Die Fronten zwischen App-Store-Betreibern und KI-App-Buildern verhärten sich. Eine aktuelle Eskalation zeigt nun das Startup Anything, das sich selbst als Plattform für "Vibe Coding" positioniert: Nachdem Apple die App laut eigenen Aussagen aus Sorge vor unregulierten App-Generatoren aus dem Store geworfen hat, zieht das Unternehmen jetzt radikale Konsequenzen.
Vibe Coding direkt im Messenger
Anstatt gegen die Store-Restriktionen rechtlich vorzugehen, verlagert Anything den kompletten Prozess der App-Erstellung direkt in iMessage. Nutzer müssen lediglich eine Beschreibung der gewünschten App ("Baue mir einen Habit-Tracker mit Streaks") an eine Service-Nummer schicken. Das KI-System programmiert, hostet und liefert die funktionale Web-App direkt als Antwort im Messenger-Thread aus.
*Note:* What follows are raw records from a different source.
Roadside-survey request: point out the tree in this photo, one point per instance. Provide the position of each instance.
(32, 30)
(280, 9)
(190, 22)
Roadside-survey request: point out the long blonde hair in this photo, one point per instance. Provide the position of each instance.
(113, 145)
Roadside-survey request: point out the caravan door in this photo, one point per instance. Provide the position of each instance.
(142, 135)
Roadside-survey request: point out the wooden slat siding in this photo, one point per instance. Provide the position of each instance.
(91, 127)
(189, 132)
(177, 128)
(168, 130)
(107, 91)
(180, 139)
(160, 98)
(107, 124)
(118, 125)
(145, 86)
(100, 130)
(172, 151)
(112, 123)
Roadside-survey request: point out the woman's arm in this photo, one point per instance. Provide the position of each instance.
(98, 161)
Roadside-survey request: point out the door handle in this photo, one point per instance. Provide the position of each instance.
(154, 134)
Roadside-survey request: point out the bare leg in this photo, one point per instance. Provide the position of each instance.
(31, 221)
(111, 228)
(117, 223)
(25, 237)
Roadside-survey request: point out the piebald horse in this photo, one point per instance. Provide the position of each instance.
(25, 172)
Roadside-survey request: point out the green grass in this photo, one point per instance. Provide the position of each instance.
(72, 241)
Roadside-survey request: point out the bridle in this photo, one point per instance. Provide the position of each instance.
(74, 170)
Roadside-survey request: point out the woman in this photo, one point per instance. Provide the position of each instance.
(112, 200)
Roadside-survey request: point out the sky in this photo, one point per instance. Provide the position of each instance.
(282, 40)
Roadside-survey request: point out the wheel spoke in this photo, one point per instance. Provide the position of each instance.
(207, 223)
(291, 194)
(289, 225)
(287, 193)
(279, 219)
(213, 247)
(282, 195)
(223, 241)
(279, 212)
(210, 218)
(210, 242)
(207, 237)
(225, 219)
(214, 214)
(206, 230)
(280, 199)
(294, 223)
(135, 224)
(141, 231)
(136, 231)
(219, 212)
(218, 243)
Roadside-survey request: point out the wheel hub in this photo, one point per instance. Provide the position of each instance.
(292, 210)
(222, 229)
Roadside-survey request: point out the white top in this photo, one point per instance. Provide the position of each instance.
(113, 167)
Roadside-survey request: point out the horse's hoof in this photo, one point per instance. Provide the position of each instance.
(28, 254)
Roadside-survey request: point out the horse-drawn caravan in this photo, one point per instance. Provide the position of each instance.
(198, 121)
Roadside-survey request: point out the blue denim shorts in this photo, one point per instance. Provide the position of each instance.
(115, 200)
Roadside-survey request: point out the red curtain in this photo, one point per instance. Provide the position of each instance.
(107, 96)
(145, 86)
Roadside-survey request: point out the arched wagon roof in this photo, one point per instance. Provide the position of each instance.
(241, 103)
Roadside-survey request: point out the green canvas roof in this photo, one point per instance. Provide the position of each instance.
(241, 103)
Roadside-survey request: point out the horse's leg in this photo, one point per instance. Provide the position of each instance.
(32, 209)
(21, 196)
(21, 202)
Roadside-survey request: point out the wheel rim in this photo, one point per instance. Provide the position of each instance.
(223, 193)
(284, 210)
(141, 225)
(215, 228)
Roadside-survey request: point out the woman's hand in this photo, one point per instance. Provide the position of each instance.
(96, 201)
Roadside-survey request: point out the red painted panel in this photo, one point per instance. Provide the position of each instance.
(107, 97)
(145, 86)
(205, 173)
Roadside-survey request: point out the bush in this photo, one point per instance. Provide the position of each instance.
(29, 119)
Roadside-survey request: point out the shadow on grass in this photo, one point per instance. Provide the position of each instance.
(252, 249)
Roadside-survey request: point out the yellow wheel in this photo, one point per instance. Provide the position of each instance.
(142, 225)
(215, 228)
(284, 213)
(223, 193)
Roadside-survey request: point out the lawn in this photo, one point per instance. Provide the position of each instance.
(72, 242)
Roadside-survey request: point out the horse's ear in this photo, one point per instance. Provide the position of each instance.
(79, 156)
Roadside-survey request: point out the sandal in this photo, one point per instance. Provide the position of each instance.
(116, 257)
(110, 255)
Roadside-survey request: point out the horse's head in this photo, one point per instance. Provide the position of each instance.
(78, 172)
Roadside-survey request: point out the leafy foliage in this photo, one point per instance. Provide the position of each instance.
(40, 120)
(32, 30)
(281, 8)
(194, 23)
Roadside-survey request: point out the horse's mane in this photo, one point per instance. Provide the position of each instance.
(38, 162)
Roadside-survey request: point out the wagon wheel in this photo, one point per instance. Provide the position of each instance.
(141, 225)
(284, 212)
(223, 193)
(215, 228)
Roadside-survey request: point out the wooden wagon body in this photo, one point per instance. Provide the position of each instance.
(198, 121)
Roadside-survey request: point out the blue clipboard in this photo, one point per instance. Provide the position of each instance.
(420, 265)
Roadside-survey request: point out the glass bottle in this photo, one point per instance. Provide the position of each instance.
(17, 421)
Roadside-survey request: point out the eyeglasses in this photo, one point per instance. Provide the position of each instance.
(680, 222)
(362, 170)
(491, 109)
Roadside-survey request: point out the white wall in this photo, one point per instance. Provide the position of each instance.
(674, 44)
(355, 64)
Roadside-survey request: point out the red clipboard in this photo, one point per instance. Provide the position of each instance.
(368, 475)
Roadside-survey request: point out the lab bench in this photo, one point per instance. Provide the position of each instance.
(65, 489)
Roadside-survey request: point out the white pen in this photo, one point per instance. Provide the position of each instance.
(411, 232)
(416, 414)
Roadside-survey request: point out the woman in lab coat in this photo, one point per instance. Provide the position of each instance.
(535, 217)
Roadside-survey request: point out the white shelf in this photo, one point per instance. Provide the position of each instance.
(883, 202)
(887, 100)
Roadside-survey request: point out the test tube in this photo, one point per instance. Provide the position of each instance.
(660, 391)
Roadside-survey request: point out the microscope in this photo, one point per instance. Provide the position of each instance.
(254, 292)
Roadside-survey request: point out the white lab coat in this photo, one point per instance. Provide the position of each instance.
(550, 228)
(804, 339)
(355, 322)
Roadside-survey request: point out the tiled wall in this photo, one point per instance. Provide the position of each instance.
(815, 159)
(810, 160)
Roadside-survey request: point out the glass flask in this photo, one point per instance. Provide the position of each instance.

Das Konzept des Vibe Codings zielt darauf ab, dass Nutzer sich nur noch um die Beschreibung der User Experience (den "Vibe") kümmern, ohne sich mit Code-Logik, Hosting oder eben App-Store-Reviews herumzuschlagen. Die Verlagerung in einen Standard-Messenger gilt als geschickter Schachzug, um die strengen Gatekeeper-Richtlinien auf iOS elegant zu umgehen.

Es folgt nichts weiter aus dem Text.